Game Changer Grant Awarded to Daphne Haas-Kogan and Brendan Price

The promise of novel approaches is greater now than at any time in the past as scientific discoveries have uncovered the molecular underpinnings of DIPG and identified therapeutic vulnerabilities on which we must capitalize. One vulnerability that we have identified is that, unlike most cancers, DIPGs have high levels of basal damage to their DNA. Further, DIPGs have learned to tolerate this DNA damage, allowing then to escape cell death, and explaining their resistance to chemotherapy and radiation. Most cells use two standard DNA repair pathways that fix the majority of DNA damage. However, there is a third, backup pathway, called alternate-end joining (alt-EJ), that normally accounts for less than 10% of cells’ DNA repair capacity. Our work demonstrates that DIPGs exhibit increased dependence on the alt-EJ DNA repair pathway, and that this activation of alt-EJ is further enhanced by the H3.3K27M mutation found in most (80%) DIPGs. As a result, H3.3K27M DIPGs are much more resistant to radiation, the only treatment modality which prolongs patient survival, than wild type H3.3 DIPGs. Here, we will target alt-EJ in DIPGs, thereby disrupting the ability of DIPG cells to repair DNA damage and evade cell death. Targeting alt-EJ therefore provides a new approach to directly kill DIPG and increase their sensitivity to radiation.

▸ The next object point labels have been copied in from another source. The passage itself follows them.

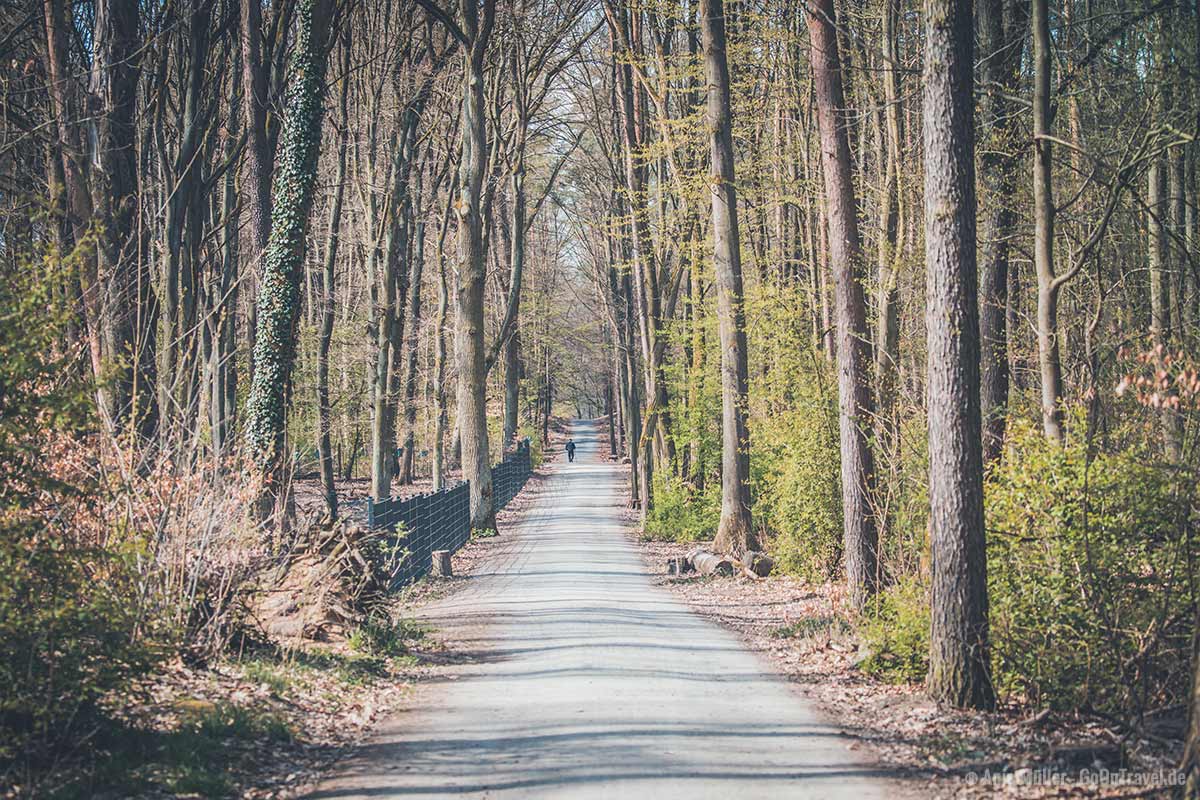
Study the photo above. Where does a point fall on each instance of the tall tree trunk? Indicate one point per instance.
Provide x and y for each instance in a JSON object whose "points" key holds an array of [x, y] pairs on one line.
{"points": [[258, 160], [127, 314], [324, 423], [279, 299], [1002, 37], [958, 659], [736, 533], [846, 257], [891, 248], [471, 350], [1049, 361], [414, 323]]}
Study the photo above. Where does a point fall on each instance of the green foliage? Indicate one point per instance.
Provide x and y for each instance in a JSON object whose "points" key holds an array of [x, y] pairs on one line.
{"points": [[813, 626], [796, 468], [383, 636], [279, 295], [683, 513], [895, 631], [71, 626], [1089, 575], [70, 633]]}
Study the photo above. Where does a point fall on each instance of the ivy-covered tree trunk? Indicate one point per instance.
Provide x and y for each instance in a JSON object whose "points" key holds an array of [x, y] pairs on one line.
{"points": [[279, 298]]}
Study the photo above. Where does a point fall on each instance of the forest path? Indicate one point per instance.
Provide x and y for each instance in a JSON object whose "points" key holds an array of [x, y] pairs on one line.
{"points": [[587, 680]]}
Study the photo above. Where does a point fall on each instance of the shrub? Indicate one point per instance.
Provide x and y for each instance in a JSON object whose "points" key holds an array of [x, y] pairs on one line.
{"points": [[1089, 576], [798, 495], [70, 633], [895, 631], [681, 512]]}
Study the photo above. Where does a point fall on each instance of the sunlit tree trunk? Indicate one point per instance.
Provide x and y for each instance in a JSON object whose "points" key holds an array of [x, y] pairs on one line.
{"points": [[958, 659], [846, 262], [1002, 40], [736, 533], [329, 269], [471, 349], [279, 299], [1049, 361]]}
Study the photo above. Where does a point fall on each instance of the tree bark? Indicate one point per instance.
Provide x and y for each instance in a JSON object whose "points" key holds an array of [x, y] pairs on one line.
{"points": [[1002, 37], [735, 534], [471, 352], [325, 335], [891, 250], [1049, 361], [258, 160], [279, 300], [958, 663], [846, 257]]}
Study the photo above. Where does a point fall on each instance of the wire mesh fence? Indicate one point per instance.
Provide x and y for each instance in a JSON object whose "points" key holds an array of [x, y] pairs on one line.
{"points": [[441, 521]]}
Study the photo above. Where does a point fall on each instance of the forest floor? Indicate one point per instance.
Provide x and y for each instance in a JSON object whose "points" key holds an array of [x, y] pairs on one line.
{"points": [[803, 630], [268, 721]]}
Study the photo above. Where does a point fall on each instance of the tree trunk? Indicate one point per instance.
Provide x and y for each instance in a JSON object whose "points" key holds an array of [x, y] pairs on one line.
{"points": [[327, 301], [1002, 37], [1050, 365], [891, 248], [735, 535], [279, 299], [414, 322], [846, 257], [127, 312], [258, 160], [958, 659], [471, 350]]}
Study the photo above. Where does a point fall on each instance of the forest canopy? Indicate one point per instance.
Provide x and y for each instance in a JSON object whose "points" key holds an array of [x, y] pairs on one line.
{"points": [[903, 295]]}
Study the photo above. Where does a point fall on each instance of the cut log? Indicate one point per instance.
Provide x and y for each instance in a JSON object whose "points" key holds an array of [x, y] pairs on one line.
{"points": [[760, 564], [707, 563], [678, 565], [442, 564]]}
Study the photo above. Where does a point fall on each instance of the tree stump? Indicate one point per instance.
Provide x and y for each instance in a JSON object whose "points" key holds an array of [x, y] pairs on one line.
{"points": [[678, 565], [707, 563], [760, 564]]}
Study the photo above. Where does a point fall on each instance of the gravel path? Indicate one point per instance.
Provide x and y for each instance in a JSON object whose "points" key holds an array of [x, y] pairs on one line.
{"points": [[585, 680]]}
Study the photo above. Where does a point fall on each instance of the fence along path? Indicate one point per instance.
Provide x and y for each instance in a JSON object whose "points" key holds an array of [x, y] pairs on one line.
{"points": [[441, 521]]}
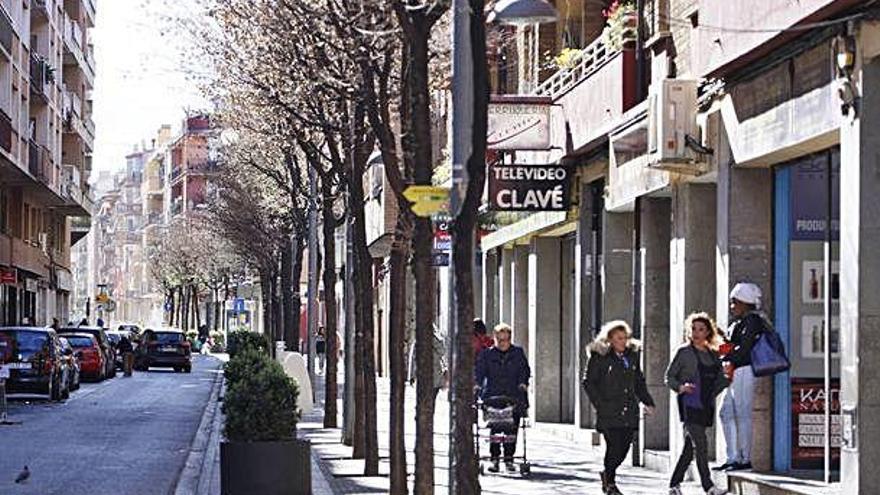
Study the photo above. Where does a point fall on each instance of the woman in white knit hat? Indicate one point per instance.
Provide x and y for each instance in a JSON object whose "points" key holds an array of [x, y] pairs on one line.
{"points": [[736, 408]]}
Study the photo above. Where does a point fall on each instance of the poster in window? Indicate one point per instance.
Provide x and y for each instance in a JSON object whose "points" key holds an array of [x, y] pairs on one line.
{"points": [[808, 423]]}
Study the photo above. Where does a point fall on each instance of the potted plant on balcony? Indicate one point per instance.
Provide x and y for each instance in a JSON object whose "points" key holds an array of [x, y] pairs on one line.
{"points": [[261, 453], [621, 27]]}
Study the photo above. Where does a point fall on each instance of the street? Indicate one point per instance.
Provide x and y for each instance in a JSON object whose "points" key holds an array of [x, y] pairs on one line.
{"points": [[125, 435]]}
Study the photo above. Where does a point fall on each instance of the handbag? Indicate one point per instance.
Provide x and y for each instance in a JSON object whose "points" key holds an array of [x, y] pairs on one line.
{"points": [[768, 355]]}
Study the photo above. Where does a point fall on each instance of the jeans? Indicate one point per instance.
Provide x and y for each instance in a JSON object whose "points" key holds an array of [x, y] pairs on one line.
{"points": [[617, 443], [509, 447], [694, 443], [736, 415]]}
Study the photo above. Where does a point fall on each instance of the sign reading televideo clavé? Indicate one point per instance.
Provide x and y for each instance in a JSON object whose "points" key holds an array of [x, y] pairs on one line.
{"points": [[529, 187]]}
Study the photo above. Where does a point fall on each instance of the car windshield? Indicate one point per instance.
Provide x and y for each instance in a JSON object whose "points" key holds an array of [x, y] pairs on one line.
{"points": [[80, 341], [24, 342], [168, 338]]}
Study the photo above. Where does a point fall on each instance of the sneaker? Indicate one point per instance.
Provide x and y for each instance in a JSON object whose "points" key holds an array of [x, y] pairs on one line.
{"points": [[740, 466], [724, 467]]}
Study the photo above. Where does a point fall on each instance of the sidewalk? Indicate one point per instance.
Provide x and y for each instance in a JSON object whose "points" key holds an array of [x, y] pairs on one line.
{"points": [[559, 466]]}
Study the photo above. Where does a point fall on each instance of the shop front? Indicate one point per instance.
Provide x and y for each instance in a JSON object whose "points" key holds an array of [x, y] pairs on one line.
{"points": [[802, 253]]}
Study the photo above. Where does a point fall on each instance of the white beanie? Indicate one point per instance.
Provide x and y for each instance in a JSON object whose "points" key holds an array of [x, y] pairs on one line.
{"points": [[747, 292]]}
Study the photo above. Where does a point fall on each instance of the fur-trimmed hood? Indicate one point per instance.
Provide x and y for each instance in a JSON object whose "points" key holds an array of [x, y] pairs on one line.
{"points": [[601, 346]]}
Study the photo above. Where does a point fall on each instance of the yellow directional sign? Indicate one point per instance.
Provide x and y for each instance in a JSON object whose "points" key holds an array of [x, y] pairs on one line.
{"points": [[427, 200]]}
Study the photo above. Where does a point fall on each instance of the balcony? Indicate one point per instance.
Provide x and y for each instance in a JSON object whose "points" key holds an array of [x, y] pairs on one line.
{"points": [[7, 32], [40, 10], [594, 92], [41, 74], [723, 50], [6, 132]]}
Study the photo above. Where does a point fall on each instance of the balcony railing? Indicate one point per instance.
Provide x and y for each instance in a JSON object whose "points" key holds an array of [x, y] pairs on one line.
{"points": [[7, 33], [589, 61], [5, 132]]}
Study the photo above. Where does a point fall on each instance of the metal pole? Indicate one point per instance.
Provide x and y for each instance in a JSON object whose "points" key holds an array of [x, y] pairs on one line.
{"points": [[827, 323], [312, 307], [462, 127]]}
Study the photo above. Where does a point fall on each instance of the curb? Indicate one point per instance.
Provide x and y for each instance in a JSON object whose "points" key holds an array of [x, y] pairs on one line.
{"points": [[201, 451]]}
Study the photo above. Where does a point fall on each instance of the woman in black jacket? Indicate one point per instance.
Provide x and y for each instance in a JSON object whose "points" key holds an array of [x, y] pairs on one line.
{"points": [[695, 374], [615, 385]]}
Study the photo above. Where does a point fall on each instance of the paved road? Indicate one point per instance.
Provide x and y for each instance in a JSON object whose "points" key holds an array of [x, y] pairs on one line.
{"points": [[125, 435]]}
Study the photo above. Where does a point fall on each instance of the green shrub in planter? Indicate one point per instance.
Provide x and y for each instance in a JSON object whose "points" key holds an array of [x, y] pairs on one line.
{"points": [[260, 401], [241, 339], [245, 363]]}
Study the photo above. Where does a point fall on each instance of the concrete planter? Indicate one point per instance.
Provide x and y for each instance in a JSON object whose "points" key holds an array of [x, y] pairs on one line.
{"points": [[266, 468]]}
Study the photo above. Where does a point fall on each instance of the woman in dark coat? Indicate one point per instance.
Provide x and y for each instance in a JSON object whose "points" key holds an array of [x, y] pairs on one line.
{"points": [[696, 375], [503, 371], [616, 385]]}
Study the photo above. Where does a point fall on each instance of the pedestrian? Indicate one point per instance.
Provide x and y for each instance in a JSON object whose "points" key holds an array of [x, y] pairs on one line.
{"points": [[615, 385], [320, 349], [440, 365], [503, 371], [696, 375], [480, 340], [736, 407], [127, 351]]}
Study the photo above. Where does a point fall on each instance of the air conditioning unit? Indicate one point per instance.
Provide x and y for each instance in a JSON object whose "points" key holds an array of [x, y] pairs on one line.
{"points": [[672, 119]]}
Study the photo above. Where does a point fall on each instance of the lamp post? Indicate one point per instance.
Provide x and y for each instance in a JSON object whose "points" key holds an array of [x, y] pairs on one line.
{"points": [[510, 12]]}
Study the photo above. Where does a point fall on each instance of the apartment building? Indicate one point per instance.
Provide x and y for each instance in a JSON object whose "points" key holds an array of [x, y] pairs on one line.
{"points": [[45, 152], [701, 155]]}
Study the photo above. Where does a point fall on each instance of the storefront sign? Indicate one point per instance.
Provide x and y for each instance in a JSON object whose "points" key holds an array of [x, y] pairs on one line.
{"points": [[8, 276], [809, 196], [519, 123], [529, 187], [808, 423]]}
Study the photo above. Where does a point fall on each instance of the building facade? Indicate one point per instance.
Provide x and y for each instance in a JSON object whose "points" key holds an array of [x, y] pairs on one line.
{"points": [[47, 73], [703, 156]]}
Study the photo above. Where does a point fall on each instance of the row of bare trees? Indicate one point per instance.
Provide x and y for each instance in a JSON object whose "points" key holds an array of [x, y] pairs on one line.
{"points": [[320, 85]]}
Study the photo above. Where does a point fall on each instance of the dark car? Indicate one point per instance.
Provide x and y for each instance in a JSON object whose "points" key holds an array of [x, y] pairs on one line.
{"points": [[68, 354], [107, 348], [34, 358], [164, 348], [89, 354]]}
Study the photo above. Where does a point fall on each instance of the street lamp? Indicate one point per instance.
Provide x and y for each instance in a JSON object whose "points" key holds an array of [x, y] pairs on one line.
{"points": [[511, 12]]}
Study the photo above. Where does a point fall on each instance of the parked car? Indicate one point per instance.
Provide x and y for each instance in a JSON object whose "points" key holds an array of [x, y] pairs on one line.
{"points": [[107, 348], [35, 357], [165, 347], [91, 357], [69, 355]]}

The alt-EJ pathway utilizes a unique set of DNA repair proteins, including DNA polymerase (POLQ). Inhibition of POLQ blocks the activated alt-EJ pathway and sensitizes both wild type and H3.3K27M DIPGs to radiation. Further, because alt-EJ is more active in H3.3K27M DIPGs, POLQ inhibition is significantly more effective in sensitizing H3.3K27M DIPGs to radiation than H3.3 DIPGs. Here, we have partnered with Artios Pharma, who have developed a series of highly specific POLQ inhibitors which have been validated in cell and animal models. We will use Artios Pharma’s POLQ inhibitors to target the hyper-active alt-EJ repair pathway in DIPGs, and study how POLQ inhibition alters therapeutic responses to radiation in both cell and animal models. This will allow us to determine: (i) if hyperactivation of the alt-EJ pathway accounts for the radiation and chemo-resistance of DIPGs, and (ii) if targeting POLQ and the alt-EJ pathway is a specific and effective therapy for DIPGs. Successful completion of these studies will allow us to move directly to clinical trials testing Artios Pharma’s POLQ inhibitor for DIPG treatment.